Dans cette perspective, cette proposition de loi :
1°) consacre, en la légalisant, la vocation originelle du Mémorial national des Morts pour la France en Afrique du Nord, en sorte que ce monument retrouve et puisse conserver son aspect antérieur à la date du 26 mars 2010 et qu’il soit préservé de tout risque de voie de fait ;
2°) porte reconnaissance par la France des crimes de guerre commis par l’OAS ou en son nom, quelles qu’en aient été les victimes, en Algérie comme en France, et favorise la mise en œuvre des poursuites pénales à l’encontre des auteurs ou complices du délit d’injure ou diffamation dirigée contre la mémoire des dites victimes ;
3°) interdit les cérémonies commémoratives ayant pour objet de glorifier les auteurs d’agissements inacceptables, même en temps de guerre, commis par l’OAS ou en son nom, et dont l’apologie publique, plus ou moins explicite, est de nature à porter atteinte, d’une part, aux principes du respect dû aux familles de victimes et de la nécessaire sauvegarde de l’ordre public, et, d’autre part, aux règles de décence et de neutralité applicables aux lieux où elles se déroulent.
Article 1er
Le Mémorial national de la guerre d’Algérie et des combats du Maroc et de la Tunisie (quai Branly à Paris) accueille sur ses colonnes les noms des seules personnes dont l’acte de décès est revêtu de la mention "Mort pour la France" attribuée à titre militaire.
Article 2
La France reconnaît les souffrances subies par l’ensemble des victimes des crimes de guerre et attentats commis par l’Organisation armée secrète (OAS) ou en son nom, en Algérie et en France, de 1961 à 1962.
Par dérogation aux dispositions du premier alinéa de l’article 34 de la loi du 29 juillet 1881 sur la liberté de la presse, toute injure ou diffamation dirigée contre la mémoire d’une victime de l’OAS expose son auteur à la mise en œuvre des sanctions prévues en application, selon le cas, des articles 31, 32 ou 33 de la loi précitée, que celui-ci ait eu ou non l’intention de porter atteinte à l’honneur ou à la considération des héritiers, époux ou légataires universels vivants.
Article 3
Sont interdits les hommages publics à l’OAS lorsqu’ils prennent la forme d’inscriptions, images, effigies, plaques, stèles ou monuments dédiés, sur le domaine public, à l’organisation ou, nominativement, à l’un ou l’autre de ses membres, vivants ou décédés.

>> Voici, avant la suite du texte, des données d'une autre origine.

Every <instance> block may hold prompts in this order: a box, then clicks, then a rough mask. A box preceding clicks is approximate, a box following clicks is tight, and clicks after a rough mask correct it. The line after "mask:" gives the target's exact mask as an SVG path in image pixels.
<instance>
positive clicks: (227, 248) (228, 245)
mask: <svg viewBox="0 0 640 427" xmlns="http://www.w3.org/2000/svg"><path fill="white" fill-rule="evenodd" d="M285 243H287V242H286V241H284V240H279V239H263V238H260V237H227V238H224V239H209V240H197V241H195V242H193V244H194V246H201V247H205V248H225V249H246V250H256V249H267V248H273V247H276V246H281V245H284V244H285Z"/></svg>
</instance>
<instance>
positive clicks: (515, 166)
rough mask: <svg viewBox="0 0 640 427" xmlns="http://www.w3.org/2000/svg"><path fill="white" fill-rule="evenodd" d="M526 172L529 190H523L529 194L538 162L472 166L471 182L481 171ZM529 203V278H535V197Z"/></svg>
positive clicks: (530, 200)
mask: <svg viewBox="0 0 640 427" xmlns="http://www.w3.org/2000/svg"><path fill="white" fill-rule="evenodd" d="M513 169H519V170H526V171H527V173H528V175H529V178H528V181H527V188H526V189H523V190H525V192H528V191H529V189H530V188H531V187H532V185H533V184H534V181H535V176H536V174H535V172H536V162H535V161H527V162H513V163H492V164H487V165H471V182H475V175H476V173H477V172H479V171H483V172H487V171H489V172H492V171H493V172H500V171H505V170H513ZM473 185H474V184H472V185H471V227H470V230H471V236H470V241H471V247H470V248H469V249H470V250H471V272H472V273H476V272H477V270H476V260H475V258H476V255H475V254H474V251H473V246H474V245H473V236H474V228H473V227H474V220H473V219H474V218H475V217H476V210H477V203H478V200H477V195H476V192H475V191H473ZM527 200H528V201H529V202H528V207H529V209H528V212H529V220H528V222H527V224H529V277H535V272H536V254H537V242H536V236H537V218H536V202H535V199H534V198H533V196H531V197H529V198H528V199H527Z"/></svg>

Sont également interdites les cérémonies honorant la mémoire des membres de l’OAS lorsqu’elles se déroulent devant les monuments aux morts, à l’intérieur ou aux abords de cimetières et en d’autres lieux publics et qu’elles s’accompagnent de prises de parole tendant, soit à ériger les membres de cette organisation en martyrs et héros de l’Algérie française, soit à valoriser les actes dont ils se sont rendus coupables.
La sanction applicable à toute personne ayant participé ou prêté son concours à la réalisation d’une infraction aux dispositions du présent article est celle prévue au cinquième alinéa de l’article 24 de la loi du 29 juillet 1881 sur la liberté de la presse.